“Storia di μ ovvero Lorenzino don Milani” di Alberto Melloni: omaggio al priore di Barbiana
Due parole su Alberto Melloni, autore di Storia di μ ovvero Lorenzino don Milani: so pochissimo.
Talvolta l’ho visto in televisione, in genere su Rai Cultura, e ogni volta m’è parso, sotto il riflettore delle telecamere, più a suo agio dei suoi intervistatori, chissà perché. Il suo parlare era fluente, tranquillo, senza inutili interruzioni/interiezioni, e m’è parso un buon docente. Infatti insegna Storia delle Religioni presso l’Università di Modena e Reggio, che nella mia città ha sede (anche) in viale Timavo, presso l’ex?; no no, c’è ancora, ho appena visto su Zio Google, Seminario: un palazzone lungo, un po’ deserto, mi sa, oggigiorno, con la crisi di vocazioni che c’è. Una volta lo vidi per caso in San Giovanni evangelista, una delle più graziose e ammucciate (in siculo e in cilentano il termine indica quel che è celato dietro a un mucchio, dal celtico muciare) chiesine del centro di Reggio, che è aperta, mi pare, solo per le messe. Entrai, avendola vista miracolosamente accessibile, essendoci una mostra fotografica di Michael Kenna, un fotografo inglese che aveva ritratto numerosi confessionali della provincia. Alberto e io ci guardammo per un paio di istanti e io notai che, anche dal vivo, lui pareva più a suo agio del suo prossimo. Che ci vuoi fare? È carattere!
Il bello di Alberto Melloni è che, essendo egli autorevole com’è giusto che sia un docente, non pare un tipo autoritario. Il che è un mezzo prodigio.
E ora non mi si dica che ‘sta mia logorroica premessa sia off topic, perché se lo è, è normale, ché spesso io lo sono, nella vita, quando penso ai fatti miei. Per il sottoscritto, scrivere è errare su e giù per conto suo, come capita a un devoto intento a completare il cammino di Santiago di Compostela, con la fregatura sottesa, è più giusto dire: la connessa problematica, che non si arriva mai del tutto a destinazione. È sempre una tappa dopo l’altra. Meglio, no? Mia madre, donna devota e (non ma) spiritosa, diceva che per andare in giro occorreva avere il portafoglio, la lingua e ‘na giarlèina in bóca, a farti compagnia.
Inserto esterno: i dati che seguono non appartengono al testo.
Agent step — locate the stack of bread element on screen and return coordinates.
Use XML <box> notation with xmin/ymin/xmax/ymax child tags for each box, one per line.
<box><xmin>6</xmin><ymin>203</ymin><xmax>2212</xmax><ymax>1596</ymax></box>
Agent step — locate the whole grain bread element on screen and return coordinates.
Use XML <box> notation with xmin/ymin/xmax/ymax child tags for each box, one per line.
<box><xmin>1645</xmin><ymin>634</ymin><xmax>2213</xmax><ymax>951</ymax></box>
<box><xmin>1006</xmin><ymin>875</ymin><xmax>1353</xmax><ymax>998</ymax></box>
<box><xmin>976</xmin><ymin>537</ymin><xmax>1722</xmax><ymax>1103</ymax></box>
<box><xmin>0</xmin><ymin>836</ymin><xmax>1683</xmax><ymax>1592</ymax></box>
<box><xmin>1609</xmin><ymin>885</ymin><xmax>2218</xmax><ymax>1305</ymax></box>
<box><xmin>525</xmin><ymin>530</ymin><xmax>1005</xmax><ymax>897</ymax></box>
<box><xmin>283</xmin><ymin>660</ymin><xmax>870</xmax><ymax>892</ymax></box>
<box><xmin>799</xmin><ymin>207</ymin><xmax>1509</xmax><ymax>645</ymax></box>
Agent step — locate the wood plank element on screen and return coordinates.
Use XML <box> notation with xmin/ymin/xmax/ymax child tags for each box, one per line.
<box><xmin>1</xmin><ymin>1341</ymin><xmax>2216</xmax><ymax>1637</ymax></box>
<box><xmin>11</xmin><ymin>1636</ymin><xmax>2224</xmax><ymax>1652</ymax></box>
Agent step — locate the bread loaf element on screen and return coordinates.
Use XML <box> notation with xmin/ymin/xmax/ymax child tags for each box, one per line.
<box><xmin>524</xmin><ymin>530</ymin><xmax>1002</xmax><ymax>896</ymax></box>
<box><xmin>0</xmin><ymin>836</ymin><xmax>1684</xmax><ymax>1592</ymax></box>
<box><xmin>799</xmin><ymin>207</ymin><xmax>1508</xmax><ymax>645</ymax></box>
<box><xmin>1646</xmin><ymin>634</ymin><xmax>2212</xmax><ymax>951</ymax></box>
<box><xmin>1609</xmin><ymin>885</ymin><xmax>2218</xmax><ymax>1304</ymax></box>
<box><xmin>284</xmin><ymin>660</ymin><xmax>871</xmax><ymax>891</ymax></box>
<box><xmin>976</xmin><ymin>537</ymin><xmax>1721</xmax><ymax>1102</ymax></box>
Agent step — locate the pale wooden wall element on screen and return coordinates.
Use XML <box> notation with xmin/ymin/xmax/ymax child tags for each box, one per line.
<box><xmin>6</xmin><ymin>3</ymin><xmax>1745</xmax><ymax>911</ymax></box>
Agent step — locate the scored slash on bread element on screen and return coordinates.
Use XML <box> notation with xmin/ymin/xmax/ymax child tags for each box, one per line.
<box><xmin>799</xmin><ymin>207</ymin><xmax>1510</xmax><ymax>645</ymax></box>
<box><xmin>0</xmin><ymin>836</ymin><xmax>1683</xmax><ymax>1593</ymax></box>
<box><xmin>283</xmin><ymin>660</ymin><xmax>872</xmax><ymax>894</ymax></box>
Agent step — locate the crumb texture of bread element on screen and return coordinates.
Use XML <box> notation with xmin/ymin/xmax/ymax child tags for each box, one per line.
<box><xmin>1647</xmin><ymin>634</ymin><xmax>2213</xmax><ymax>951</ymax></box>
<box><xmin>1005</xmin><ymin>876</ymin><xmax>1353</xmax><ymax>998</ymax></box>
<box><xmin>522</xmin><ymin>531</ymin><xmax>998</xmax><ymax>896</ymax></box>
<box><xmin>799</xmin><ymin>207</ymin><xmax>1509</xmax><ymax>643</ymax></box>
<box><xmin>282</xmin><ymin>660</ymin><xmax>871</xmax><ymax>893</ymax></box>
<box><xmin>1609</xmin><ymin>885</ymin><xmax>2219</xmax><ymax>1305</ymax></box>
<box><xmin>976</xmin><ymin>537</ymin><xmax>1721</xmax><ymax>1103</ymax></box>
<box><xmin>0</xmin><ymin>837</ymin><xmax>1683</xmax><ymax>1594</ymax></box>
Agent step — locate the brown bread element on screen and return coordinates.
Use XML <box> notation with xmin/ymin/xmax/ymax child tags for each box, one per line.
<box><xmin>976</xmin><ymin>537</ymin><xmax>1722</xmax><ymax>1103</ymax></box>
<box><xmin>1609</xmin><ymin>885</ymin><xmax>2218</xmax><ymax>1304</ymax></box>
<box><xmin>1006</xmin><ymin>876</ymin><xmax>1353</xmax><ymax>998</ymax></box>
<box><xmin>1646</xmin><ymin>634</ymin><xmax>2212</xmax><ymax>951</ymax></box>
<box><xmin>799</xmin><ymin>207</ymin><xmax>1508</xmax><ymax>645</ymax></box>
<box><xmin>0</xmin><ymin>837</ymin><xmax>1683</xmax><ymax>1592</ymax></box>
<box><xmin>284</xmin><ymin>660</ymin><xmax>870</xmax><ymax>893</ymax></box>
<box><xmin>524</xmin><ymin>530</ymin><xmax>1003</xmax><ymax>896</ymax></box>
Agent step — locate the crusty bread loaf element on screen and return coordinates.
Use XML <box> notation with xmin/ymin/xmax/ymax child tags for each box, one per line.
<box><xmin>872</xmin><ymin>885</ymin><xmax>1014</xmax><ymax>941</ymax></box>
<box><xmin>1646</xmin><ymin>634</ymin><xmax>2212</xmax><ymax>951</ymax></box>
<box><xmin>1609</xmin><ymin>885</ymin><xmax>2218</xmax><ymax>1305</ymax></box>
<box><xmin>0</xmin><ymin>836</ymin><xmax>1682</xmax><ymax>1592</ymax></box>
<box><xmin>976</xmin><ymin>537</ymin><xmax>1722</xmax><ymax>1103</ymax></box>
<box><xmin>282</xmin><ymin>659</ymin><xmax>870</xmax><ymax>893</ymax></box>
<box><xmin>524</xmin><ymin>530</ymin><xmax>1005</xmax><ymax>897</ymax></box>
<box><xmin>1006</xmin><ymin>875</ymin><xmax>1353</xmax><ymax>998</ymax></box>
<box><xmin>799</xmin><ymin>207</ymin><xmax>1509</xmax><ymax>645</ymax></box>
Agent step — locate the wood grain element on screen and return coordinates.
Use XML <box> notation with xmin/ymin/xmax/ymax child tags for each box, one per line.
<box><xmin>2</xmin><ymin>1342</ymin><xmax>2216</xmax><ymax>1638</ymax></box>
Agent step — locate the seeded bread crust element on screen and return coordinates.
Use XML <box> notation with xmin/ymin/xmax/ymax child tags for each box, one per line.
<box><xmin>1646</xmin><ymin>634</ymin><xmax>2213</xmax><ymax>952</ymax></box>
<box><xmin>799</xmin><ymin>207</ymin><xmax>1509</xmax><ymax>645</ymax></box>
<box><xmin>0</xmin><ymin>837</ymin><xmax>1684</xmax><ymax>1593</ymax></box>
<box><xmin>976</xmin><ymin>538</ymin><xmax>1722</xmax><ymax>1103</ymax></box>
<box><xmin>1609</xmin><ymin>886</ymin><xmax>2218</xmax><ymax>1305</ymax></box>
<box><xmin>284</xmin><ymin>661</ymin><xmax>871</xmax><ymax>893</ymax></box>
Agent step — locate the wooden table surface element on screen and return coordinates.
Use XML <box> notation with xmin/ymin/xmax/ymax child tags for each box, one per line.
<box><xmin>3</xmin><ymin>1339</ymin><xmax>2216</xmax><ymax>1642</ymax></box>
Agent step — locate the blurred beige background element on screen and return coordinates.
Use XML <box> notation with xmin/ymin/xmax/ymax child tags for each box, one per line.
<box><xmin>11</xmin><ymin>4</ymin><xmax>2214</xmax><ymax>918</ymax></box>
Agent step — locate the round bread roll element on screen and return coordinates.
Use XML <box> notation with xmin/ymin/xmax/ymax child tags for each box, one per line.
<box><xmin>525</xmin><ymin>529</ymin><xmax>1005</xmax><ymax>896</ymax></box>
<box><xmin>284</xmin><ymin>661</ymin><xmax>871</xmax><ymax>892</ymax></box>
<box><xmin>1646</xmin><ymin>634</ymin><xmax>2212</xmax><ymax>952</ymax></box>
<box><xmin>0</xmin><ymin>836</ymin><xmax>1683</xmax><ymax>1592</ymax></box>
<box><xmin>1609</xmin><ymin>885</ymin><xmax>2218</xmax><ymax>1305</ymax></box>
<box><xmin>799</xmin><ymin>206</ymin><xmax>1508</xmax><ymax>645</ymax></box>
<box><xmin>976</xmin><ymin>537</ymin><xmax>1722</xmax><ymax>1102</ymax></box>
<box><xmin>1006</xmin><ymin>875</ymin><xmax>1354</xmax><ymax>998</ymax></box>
I miei piccoli ricordi autobiografici sono quella ghiauzza.
Se fossi un critico devoto della letteratura (e un po’ lo sono, ma davvero poco), non mancherei di segnalare che il libro è interessante, ricco di informazioni utili, scritto più che bene, con quei quattro o cinque difetti, 1… 2… 3… 4… etc… (il quinto tende a sfuggire mentre si scrivono i primi 4).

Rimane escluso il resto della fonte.